How do you approach designing a schema for a new feature from scratch?
Quick Answer
Start from the actual entities and relationships in the business domain (not from what tables you imagine you'll need), model cardinality and constraints explicitly, normalize to a sensible baseline (usually 3NF) before considering any denormalization, and validate the design against the concrete queries the feature will actually need to run — a schema that looks clean on paper but can't efficiently answer the real query patterns isn't done yet.
Detailed Answer
A concrete process to describe
1. Understand the domain and real requirements first. What entities exist, what are their genuine relationships (one-to-many? many-to-many?), and — critically — what are the actual business rules and invariants that must hold (can an order exist without a customer? can a product belong to multiple categories?). Skipping this and jumping straight to CREATE TABLE is the most common mistake, producing a schema that technically works but doesn't reflect the domain's real rules.
2. Sketch the conceptual/ER model before the physical schema. Identify entities, attributes, and relationship cardinality (see the ER-diagram question) — this is where you decide whether something needs a junction table (many-to-many), a foreign key (one-to-many), or genuinely belongs embedded in another entity.
3. Choose keys deliberately.

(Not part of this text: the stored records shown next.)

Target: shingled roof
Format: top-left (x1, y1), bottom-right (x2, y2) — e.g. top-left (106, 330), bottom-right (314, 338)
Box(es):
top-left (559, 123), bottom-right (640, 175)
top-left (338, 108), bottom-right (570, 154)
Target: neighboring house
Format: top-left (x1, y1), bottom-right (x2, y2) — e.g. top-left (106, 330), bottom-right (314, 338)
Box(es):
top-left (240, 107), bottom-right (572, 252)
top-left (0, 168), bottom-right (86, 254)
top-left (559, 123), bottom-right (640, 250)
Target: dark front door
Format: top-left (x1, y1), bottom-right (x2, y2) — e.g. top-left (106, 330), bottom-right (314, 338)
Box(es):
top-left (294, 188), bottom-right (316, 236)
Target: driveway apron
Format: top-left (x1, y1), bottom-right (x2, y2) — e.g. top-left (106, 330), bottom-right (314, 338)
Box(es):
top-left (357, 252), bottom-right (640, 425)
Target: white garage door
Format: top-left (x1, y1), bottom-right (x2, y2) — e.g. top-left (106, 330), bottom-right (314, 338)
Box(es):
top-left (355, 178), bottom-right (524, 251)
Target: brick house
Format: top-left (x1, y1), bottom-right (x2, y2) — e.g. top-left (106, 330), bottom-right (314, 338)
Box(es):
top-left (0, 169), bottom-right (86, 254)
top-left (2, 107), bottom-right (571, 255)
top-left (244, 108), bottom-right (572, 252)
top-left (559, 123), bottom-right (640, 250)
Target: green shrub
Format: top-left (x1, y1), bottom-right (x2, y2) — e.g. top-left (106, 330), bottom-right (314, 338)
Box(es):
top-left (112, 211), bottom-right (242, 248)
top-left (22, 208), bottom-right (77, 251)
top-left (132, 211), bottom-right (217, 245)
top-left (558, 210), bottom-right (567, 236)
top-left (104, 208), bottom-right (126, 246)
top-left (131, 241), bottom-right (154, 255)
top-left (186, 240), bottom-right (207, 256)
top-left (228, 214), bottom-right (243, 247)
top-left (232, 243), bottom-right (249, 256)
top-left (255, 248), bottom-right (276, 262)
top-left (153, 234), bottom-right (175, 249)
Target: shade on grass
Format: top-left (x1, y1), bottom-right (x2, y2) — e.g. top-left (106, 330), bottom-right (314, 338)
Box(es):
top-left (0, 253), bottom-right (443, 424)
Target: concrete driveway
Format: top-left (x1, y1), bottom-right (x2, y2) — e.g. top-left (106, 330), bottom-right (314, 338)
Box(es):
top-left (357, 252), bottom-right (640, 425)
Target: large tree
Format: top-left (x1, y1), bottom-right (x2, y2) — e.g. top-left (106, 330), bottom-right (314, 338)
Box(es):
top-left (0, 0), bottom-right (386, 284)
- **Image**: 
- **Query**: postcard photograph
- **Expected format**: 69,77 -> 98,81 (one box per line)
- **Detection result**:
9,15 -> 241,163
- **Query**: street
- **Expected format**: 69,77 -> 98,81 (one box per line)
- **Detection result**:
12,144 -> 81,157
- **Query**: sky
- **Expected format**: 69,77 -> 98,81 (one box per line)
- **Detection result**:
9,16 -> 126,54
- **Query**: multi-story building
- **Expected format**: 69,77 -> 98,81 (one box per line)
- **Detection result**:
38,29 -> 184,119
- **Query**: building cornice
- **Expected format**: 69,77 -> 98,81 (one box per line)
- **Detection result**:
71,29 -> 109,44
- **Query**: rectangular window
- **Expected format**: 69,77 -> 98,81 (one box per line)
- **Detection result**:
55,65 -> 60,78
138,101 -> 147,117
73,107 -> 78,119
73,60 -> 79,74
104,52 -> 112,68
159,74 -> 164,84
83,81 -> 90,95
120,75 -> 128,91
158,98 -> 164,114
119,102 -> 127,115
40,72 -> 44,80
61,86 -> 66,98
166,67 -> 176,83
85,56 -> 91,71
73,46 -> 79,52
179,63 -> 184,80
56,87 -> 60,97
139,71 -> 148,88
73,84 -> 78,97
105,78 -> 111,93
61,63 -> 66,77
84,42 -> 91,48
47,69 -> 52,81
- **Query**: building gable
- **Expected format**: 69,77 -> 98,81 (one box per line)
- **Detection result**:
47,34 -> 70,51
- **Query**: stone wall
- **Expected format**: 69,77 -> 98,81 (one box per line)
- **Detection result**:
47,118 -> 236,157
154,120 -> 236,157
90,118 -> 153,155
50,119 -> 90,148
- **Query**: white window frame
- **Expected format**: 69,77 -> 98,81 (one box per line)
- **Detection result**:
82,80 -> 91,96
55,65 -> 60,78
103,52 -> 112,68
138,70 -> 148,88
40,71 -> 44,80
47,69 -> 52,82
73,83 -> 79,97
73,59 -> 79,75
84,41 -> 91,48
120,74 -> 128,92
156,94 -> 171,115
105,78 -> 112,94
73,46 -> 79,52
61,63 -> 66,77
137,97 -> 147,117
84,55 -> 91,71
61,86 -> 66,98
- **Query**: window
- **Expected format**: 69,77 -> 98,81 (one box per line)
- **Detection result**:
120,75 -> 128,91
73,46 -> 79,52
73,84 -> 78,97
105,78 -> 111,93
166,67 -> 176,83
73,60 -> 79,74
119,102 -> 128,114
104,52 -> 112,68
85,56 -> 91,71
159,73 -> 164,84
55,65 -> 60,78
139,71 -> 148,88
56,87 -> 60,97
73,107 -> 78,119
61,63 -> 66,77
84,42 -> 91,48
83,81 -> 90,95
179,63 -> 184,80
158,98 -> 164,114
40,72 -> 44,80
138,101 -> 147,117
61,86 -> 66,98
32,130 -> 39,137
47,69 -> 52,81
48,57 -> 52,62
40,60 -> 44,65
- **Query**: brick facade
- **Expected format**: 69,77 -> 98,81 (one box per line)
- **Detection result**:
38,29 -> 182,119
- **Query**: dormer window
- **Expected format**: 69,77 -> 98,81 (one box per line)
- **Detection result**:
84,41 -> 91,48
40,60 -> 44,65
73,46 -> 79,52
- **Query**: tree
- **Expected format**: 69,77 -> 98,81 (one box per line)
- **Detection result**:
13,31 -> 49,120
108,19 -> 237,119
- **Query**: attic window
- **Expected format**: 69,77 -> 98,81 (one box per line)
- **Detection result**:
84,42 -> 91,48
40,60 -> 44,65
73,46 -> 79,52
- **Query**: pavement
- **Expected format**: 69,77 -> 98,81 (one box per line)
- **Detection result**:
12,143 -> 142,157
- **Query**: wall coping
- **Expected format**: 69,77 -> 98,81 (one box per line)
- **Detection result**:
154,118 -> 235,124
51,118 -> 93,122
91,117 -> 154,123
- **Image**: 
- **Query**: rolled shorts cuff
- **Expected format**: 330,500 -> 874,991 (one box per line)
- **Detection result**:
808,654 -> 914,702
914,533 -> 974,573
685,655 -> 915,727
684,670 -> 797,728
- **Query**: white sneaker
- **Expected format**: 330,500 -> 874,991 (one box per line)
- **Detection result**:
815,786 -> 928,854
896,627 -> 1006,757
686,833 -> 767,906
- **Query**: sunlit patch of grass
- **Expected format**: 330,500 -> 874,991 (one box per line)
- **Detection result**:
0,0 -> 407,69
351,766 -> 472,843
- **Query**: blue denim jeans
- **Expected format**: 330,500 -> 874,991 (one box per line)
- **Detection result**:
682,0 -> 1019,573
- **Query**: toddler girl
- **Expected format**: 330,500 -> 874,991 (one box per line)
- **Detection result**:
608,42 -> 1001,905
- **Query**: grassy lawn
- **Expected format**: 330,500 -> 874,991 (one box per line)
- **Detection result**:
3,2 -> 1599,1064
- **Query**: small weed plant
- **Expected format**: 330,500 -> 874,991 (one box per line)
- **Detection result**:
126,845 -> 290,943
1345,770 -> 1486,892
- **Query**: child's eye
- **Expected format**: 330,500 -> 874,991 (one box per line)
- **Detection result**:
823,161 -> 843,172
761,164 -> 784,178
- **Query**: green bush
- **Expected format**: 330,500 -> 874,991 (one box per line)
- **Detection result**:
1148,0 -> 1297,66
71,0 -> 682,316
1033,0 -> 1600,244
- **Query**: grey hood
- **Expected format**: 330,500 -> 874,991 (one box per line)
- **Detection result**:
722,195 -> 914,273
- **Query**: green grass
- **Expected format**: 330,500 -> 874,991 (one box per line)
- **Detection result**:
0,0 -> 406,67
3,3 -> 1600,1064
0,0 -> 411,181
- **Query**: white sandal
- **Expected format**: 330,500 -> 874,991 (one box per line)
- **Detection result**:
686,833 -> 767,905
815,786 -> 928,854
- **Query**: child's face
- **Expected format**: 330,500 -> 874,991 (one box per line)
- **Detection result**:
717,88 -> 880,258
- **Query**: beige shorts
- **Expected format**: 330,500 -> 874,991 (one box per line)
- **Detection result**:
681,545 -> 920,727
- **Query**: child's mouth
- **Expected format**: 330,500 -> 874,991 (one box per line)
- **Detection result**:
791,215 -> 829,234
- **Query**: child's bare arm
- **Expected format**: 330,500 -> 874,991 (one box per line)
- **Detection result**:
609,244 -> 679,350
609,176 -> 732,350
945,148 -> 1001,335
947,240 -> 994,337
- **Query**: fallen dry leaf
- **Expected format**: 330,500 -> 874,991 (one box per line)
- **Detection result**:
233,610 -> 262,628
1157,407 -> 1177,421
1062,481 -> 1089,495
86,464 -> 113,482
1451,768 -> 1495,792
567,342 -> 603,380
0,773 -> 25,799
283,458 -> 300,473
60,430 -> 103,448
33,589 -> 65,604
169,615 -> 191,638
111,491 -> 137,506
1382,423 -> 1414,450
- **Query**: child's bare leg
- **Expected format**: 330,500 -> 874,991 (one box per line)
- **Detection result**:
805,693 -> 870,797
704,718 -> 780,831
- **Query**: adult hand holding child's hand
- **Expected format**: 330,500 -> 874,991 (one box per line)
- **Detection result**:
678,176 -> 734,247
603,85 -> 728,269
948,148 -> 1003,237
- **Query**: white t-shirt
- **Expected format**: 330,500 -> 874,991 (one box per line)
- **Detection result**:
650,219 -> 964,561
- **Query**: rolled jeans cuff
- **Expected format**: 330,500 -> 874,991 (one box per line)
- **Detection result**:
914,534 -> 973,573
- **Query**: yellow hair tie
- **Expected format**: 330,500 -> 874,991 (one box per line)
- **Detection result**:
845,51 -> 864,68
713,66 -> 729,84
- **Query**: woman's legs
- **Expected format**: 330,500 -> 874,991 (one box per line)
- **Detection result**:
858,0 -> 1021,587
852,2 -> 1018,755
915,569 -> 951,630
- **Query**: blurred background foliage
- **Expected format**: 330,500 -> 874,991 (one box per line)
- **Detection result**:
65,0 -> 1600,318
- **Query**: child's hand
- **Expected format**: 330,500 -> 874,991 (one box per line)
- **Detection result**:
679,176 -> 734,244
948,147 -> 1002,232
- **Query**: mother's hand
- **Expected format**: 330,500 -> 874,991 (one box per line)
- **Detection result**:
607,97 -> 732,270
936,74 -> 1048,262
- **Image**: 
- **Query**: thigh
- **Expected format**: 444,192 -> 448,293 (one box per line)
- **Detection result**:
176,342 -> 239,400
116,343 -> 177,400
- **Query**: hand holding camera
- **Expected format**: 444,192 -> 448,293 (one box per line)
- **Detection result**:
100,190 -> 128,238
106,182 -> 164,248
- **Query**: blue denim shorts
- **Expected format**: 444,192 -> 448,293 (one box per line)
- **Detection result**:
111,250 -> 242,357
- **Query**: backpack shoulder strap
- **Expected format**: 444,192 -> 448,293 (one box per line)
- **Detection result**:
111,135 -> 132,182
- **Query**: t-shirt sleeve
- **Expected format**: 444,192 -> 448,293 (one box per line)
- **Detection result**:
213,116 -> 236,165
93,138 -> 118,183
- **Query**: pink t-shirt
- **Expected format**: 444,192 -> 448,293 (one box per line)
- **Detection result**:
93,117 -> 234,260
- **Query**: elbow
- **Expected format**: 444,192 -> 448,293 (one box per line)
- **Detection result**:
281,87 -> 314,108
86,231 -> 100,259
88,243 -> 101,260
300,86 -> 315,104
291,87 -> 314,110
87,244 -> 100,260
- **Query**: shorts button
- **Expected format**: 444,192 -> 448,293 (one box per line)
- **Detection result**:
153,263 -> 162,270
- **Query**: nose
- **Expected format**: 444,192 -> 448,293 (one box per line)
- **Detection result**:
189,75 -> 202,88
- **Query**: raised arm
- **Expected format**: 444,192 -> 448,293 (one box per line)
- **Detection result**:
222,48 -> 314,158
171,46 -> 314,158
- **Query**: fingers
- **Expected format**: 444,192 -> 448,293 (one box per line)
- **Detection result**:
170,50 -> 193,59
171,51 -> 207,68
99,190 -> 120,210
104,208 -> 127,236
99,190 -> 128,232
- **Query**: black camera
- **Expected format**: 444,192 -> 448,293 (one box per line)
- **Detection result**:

Surrogate vs. natural key per entity (see that question), and think about what other tables will need to reference.
4. Normalize to a sensible baseline (usually 3NF), and add constraints that encode real business rules — NOT NULL, CHECK, foreign keys with deliberate ON DELETE behavior (see that question) — rather than relying purely on application-layer validation, which every future code path would need to remember to replicate.
5. Validate against actual query patterns before calling it done. Write out (or at least sketch) the 3-5 most important queries this feature will need — the schema needs to support them reasonably efficiently, not just look structurally correct. This is the step most likely to reveal a needed index, or a case where a slight denormalization is actually justified for a genuinely hot read path.
6. Consider evolution, not just the current requirement. Is there an obvious, likely-near-term extension (e.g., "will a product need to belong to multiple categories eventually, even if not on day one?") that would be far more painful to retrofit than to accommodate now? This is a judgment call, not a mandate to over-engineer for hypothetical future needs — the goal is avoiding obviously short-sighted choices, not speculative generality.
7. Plan the migration path, even for a brand-new feature — how will this schema be deployed, and if requirements shift shortly after launch (which they often do), how painful would evolving it be?
What interviewers listen for
A methodical process that starts from the domain and validates against real queries — not a candidate who recites normal forms from memory without connecting them to an actual design decision, and not a candidate who jumps straight to schema syntax without first understanding what the data actually represents and how it'll really be used.